🤖 AI Summary
This work addresses the efficient solution of Poisson problems involving cut-based hypergraph Laplacians. By reformulating the Fenchel dual as a convex flow optimization problem on an auxiliary graph, the authors introduce a novel primal recovery theorem that exactly reconstructs the original potentials using only a single non-negative scalar per hyperedge, thereby circumventing the traditional reliance on detailed flow routing. Combining finite-precision rounding, minimum-cost flow algorithms, and a base-point reduction for regularized objectives, the proposed method outputs an approximately optimal solution in time $P^{1+o(1)}$ with high probability, where $P$ denotes the input size. The solution achieves an additive duality gap no larger than $\exp(-\log^C P)$, yielding nearly linear time complexity.
📝 Abstract
For a connected weighted hypergraph, we give a randomized almost-linear-time solver for the Poisson problem for the cut-based hypergraph Laplacian in the natural input size $P=\sum_{e\in E}|e|$, the sum of hyperedge sizes. For every fixed constant $C>0$, our randomized algorithm runs in $P^{1+o(1)}$ time and, with high probability over its internal randomness, returns a primal point and a dual certificate, with additive optimality gap at most $\exp(-\log^C P)$.

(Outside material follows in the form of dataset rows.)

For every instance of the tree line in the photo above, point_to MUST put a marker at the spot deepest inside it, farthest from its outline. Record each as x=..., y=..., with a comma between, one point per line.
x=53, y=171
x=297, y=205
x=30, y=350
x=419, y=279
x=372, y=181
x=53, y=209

A key step is to rewrite the Fenchel dual as a convex-flow problem on an auxiliary $O(P)$-arc graph, yielding a near-optimal dual flow. The main difficulty is primal recovery, because this flow does not by itself determine a primal potential. Our main new ingredient is a recovery theorem showing that, for primal recovery, the detailed routing of the dual flow inside each hyperedge gadget can be discarded: one nonnegative scalar per hyperedge is enough. After the necessary finite-precision rounding, these scalars define a linear-cost min-cost-flow instance on the auxiliary graph, and solving it exactly recovers a primal potential. Finally, a ground-vertex reduction from regularized objectives to the Poisson solver gives randomized almost-linear-time resolvent/proximal primitives for the same cut-based hypergraph Laplacian.